Il est également prévu l'adaptation des établissements d' hébergement pour gens âgés aux besoins spécifiques engendrés par la démence. On peut déjà remarquer que les familles de malades sont particulièrement solidaires et qu'elles font preuve de remarquables capacités d'innovation au travers de permanences d'accueil, de brochures d'information, de groupes de paroles ou encore de réseaux d'entraide.
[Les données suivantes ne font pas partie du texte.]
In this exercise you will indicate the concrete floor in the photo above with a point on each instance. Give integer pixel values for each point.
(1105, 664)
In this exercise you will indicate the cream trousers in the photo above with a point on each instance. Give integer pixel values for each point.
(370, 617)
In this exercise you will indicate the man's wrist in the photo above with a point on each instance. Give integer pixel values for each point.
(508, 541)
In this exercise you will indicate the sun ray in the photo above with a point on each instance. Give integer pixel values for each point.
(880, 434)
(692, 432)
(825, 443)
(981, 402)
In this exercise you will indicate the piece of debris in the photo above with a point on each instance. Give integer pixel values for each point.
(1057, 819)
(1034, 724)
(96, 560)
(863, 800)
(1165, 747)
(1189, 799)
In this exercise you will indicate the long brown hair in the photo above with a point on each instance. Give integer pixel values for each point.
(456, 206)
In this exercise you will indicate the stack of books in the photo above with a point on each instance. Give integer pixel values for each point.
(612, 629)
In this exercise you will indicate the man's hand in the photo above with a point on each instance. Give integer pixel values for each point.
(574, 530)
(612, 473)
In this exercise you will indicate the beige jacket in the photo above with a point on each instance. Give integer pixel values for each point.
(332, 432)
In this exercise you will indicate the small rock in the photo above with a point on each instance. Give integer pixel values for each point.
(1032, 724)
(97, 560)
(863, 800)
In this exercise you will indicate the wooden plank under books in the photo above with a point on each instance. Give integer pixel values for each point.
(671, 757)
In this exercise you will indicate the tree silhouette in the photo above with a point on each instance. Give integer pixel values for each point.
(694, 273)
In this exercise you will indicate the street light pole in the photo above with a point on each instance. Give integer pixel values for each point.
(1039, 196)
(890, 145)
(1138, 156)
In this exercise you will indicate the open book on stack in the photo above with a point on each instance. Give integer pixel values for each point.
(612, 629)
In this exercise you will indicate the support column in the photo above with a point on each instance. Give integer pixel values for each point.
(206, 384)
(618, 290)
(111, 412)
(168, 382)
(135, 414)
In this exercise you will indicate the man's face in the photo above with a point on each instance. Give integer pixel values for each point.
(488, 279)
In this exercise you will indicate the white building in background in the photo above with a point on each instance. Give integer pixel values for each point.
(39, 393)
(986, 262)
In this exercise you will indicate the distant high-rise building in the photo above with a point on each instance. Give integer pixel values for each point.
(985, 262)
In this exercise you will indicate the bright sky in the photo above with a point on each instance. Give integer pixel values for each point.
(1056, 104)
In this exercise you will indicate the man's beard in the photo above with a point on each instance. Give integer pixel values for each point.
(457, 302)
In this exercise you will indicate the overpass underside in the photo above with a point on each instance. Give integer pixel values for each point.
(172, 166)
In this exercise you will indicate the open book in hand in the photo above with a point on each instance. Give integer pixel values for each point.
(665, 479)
Trois types d'action sont prévus, leur information et leur formation par le biais de réunions, la mise en place de temps de répit, et de groupes de paroles. Ce programme devra savoir s'adapter à des besoins sans cesse renouvellés, voire anticiper ces derniers. Enfin, les professionnels de santé ne peuvent pas être oubliés, l'aide viendra au travers d'un guide spécifiquement destiné à leur usage , leur fournissant des outils permettant de mieux comprendre la maladie. Il est également indispensable de leur insufler à la fois une dynamique d'équipe et un biais de questionnement éthique. Il apparaît donc que seule une prise en charge précoce reposant sur le projet de soins d'une équipe gériatrique pluridisciplinaire permettra une amélioration réelle de la situation actuelle. Il s'agit d'une décision fondamentale face à un devoir d'humanité pour éviter que ces malades " ne glissent hors de l'espèce humaine".